ARTWORK DETAILS
David Aston
Young woman with unicorn (Portrait of our age)
Carved antique mahogany card table, mannequin hands, engraved silver bracelet, working iPhone in record mode
91 H x 91 W x 11 D cm
2024
FURTHER DETAIL
Early renaissance Petrach poetry used allegory to express the duality and the danger of attraction to forces intent on exploiting your good nature. 16th century renaissance artists understood this and incorporated Petrach’s allegorical symbolism in the form of mythical beasts in their contemporary portraits of women.
Writing in his Bestiary, Da Vinci demonstrates this understanding of mythical creatures and describes the naivety of the unicorn in anthropomorphic terms…
Shoshana Zuboff, in The age of surveillance capitalism and a chapter entitled Every unicorn has it’s hunter, describes surveillance capitalism as “a vampire…that feeds on labour, but with an unexpected turn. Instead of labour, surveillance capitalism feeds on every aspect of every human’s experience.”
Young woman with unicorn (portrait of our age) is a contemporary multi-media allegorical portrait of surveillance capitalism in the style of a Renaissance Petrach portrait.
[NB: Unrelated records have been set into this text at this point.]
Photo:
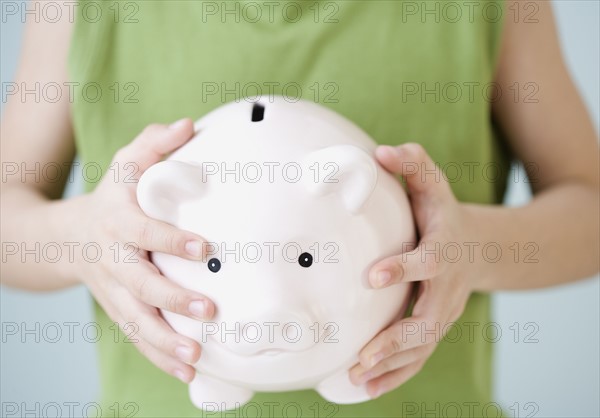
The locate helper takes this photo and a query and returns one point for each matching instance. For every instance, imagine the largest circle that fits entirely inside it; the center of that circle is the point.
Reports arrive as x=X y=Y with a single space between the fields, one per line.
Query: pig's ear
x=344 y=170
x=166 y=185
It serves as a reminder to contemporary viewers of the duality of the unicorns of the tech world. The faceless portrait contains no unicorns. The viewer becomes the captive unicorn and it is their privacy that is hunted to extinction in the age of surveillance capitalism.
This Petrach meaning is reinforced by the engraving on her antique silver bracelet, which is engraved with "Virtutem Forma Decorat", meaning Virtue Adorns Beauty, or beauty is found in the things you do for others, not what you appear to be. These words are engraved on the reverse of Ginevra de' Benci, a Petrach portrait by Da Vinci (see detail).